Je vois qu’Antony est prêt pour aller plus vitre et lui dis de partir, il me dit que je vais sûrement le rattraper, je lui réponds que ça m’étonnerais.
En fait, chaque pas que j’amorce, j’ai la sensation d’aller inéluctablement à la rencontre de cet état de fatigue absolu que je pense inévitable à l’issu de cette course. J’ai une crainte maintenant identifiée et elle me terrorise. J’ai peur d’arriver parce qu’arriver signifie pour moi à ce moment de la course arriver en sale état. Je me remémore le film « à bout de course » et me transfigure dans la peau d’un de ces mecs, se mettant au taquet, au bout du bout de soi….mais dans quel but. Je n’ai pas envie de finir à la ramasse, j’ai envie de finir……sans terminer. C’est ça, sans terminer, car terminer veut dire être mal comme jamais.
Pour autant, j’essaye de continuer, poussé par un public omniprésent, courant sur le plat et les descentes, marchant dans les montées. Après Barratier, au premier tour, je retrouve même une foulée, avant le pont menant au plan d’eau, doublant à nouveau un gars des alligators (nom du club) qui me lâche « et tu t’es refait la cerise ! ». Je recours de nouveau plutôt bien effectivement, soignant ma technique pour optimiser au mieux les watts utilisés à faire ces Km. Mais comme pour enfoncer le clou et aller moins bien, je lui réponds « bien dans les descentes, nul dans les plats, à la ramasse dans les montées »…..il me redouble sur le pont avant le plan d’eau, me donne une tape amicale sur l’épaule….je marche !
Je cherche aussi des toilettes sur le parcours, mais il n’en existe que sur le parc de transition. Ca fait 5 km que je serre les fesses, croyant sentir les symptômes d’une diarrhée. Le tour du plan d’eau sera long avec un vent fort de face. Je me demande pourquoi je suis là à courir alors que je pourrais faire de la planche à voile sur le lac. L’eau est d’un bleu mente, le vent fait lever un clapot qui moutonne pas mal, la température idéale….mais pourquoi ai-je choisi ce sport de débile alors qu’il en existe des 1000 fois plus ludiques ?
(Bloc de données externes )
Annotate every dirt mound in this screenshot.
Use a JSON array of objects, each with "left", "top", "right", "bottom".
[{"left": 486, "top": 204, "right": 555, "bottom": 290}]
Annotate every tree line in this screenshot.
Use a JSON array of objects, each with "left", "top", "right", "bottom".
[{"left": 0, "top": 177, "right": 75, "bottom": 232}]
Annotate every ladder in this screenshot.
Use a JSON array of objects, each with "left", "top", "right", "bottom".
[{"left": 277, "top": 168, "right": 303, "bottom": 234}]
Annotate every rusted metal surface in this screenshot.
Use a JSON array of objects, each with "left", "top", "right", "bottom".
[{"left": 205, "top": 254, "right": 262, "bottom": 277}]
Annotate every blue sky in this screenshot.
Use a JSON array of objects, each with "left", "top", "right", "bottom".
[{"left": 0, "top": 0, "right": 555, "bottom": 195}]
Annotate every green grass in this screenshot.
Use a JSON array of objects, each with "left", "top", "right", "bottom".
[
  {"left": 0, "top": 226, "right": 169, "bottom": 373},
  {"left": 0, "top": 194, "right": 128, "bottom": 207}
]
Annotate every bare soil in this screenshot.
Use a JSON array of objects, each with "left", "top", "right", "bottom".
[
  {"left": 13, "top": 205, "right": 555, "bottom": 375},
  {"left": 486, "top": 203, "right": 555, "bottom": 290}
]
A ce stade, plus une pensée n’est là pour me rappeler les joies que le franchissement d’une ligne d’arrivée peuvent procurer, de la fierté d’achever une telle épreuve, des souvenirs que cela laisse, de l’émotion que cela suscite ne serait-ce qu’à y repenser ou à en revoir des images, de savoir que Max m’attendrait pour faire la Finishline avec moi, peut être aussi Ursula, Harald… je n’y pense pas, comme si une partie de mon cerveau c’était mis en mode veille, comme si plus aucune connexion n’était là pour me permettre de profiter de toutes les heures de sacrifices à l’entraînement pour justement profiter au mieux de cette épreuve tant de fois imaginées, souhaitée, rêvée.
Enfin le parc, les toilettes…..rien ! Pas de diarrhée, pas de troubles gastriques. Je repars guilleret mais cela ne dure pas non plus, pas même le temps de faire le tour du parc ou je recommence à marcher, y compris sur la belle ligne droite toute bleue, les spectateurs m’engueulent, me sommant de repartir…pfff, je repars, si cela peut leur faire plaisir, je cours comme ça 2 Km pour marcher à nouveau, puis de nouveau les spectateurs etc…..
La cote Chamois à nouveau, je marche bien entendu, je suis triste, je me déçois, je me vois plus que minable, comme un sale gosse qui ne sait pas ce qu’il veut, qui après avoir consacré des mois à s’entraîner pour cette épreuve, refuse maintenant d’en profiter.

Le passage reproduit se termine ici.